The Forgotten, Yet Ancient Vigil of Pentecost

The Feast of Pentecost (i.e., White Sunday) is one of the principal feasts in the life of the Church. After Pentecost Sunday and its Octave, we will conclude Pascaltide and begin the Season after Pentecost. Consequently, the Vigil of Pentecost has been a day of required fasting and abstinence for centuries and it was kept as such even through the early 1960s. Catholics should fast and partially abstain from meat on the Vigil of Pentecost to better prepare themselves to celebrate Pentecost.

The Vigil of Pentecost used to be celebrated in a manner like the Easter Vigil with Old Testament prophecies, the blessing of the font, the Litany of the Saints, and the Mass. Sadly, the Vigil of Pentecost was suppressed entirely in 1956 and has only recently been re-discovered by Catholics seeking to restore our practices that were lost even in the years preceding Vatican II. For a PDF copy of the prayers and readings for the ancient Pentecost Vigil, please click here.

Interestingly, the English name “White Sunday,” by which Pentecost is called, refers to the ancient practice of Baptisms associated with the Vigil of Pentecost.
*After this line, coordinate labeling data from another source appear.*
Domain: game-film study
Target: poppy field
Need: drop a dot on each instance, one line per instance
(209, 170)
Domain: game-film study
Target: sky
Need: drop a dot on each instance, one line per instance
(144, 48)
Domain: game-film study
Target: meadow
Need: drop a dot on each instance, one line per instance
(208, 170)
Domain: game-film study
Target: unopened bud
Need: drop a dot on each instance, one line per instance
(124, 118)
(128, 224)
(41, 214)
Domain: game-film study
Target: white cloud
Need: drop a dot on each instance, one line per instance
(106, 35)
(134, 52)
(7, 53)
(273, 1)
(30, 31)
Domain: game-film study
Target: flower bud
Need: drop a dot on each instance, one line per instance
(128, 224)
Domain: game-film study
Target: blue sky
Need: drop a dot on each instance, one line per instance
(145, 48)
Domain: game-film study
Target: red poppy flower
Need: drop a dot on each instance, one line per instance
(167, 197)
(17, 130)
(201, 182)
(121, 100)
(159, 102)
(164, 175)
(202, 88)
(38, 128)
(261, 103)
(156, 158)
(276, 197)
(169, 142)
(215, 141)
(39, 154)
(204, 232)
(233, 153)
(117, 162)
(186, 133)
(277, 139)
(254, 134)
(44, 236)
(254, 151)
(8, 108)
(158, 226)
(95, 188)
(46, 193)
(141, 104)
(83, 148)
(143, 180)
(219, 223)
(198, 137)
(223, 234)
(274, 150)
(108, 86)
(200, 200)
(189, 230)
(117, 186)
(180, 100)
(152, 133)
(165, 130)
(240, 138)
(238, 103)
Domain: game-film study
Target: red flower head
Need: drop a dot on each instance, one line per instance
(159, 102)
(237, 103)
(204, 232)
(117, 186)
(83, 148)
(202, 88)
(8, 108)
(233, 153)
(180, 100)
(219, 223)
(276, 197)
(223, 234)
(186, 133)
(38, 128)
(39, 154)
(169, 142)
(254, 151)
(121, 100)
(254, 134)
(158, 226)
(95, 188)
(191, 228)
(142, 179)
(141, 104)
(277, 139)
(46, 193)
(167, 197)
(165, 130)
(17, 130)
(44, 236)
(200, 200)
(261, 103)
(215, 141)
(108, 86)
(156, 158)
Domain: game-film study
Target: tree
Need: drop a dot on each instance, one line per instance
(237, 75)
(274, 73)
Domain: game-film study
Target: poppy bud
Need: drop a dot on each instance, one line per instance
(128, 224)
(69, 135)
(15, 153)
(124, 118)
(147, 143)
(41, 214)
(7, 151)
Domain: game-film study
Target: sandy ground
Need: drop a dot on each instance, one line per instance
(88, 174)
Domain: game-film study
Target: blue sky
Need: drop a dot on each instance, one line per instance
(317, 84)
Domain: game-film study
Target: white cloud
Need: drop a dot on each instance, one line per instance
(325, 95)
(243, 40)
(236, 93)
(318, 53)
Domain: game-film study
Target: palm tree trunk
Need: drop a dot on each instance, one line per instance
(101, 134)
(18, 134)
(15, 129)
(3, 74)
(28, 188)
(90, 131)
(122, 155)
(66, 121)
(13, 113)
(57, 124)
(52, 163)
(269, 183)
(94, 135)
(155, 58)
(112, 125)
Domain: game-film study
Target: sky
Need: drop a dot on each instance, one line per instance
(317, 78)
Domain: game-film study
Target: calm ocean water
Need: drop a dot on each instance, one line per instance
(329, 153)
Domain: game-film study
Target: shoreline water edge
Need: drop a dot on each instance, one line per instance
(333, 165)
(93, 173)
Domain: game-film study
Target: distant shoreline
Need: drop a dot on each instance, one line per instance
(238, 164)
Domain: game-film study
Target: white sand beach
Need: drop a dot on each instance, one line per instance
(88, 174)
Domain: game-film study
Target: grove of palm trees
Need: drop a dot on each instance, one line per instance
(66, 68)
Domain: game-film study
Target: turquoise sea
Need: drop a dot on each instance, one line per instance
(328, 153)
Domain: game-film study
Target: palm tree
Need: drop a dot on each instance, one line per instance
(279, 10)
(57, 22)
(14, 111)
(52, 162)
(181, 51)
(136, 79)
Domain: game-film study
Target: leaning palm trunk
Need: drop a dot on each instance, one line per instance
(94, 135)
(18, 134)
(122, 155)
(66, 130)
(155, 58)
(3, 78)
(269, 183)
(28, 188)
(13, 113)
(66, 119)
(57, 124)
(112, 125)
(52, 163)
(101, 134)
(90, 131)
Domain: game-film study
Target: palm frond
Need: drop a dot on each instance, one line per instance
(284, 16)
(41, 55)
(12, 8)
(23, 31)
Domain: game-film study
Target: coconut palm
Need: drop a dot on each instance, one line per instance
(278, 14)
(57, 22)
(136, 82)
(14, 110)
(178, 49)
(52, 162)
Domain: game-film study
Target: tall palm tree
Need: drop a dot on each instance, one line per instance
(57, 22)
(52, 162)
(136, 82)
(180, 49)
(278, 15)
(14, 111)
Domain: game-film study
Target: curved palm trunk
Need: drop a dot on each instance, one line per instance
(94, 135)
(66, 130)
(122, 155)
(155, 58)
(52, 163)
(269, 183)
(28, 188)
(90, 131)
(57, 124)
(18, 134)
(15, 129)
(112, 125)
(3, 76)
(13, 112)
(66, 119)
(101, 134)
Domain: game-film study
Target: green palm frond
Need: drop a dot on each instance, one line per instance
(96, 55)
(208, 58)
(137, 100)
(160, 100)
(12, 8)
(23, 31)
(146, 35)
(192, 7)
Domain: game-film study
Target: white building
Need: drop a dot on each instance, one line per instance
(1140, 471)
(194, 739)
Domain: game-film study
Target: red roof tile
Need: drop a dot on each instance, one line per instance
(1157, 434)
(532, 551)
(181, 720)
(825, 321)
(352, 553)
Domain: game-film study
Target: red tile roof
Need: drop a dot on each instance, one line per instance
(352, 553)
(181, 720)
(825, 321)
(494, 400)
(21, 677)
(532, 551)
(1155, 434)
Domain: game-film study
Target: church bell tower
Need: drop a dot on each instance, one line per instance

As was the case with Easter, the newly baptized would wear white garments to Mass on Pentecost in celebration of their baptisms.

Father Weiser in his “Handbook of Christian Feasts and Customs” comments on some special customs which began on the vigil of Pentecost:

Like Easter night, the night of Pentecost is considered one of the great ‘blessed nights’ of the year. In many sections of Europe it is still the custom to ascend hilltops and mountains during the early dawn of Whitsunday to pray. People call this observance ‘catching the Holy Ghost.’ Thus they express in symbolic language the spiritual fact that only by means of prayer can the divine dove be ‘caught’ and the graces of the Holy Spirit obtained.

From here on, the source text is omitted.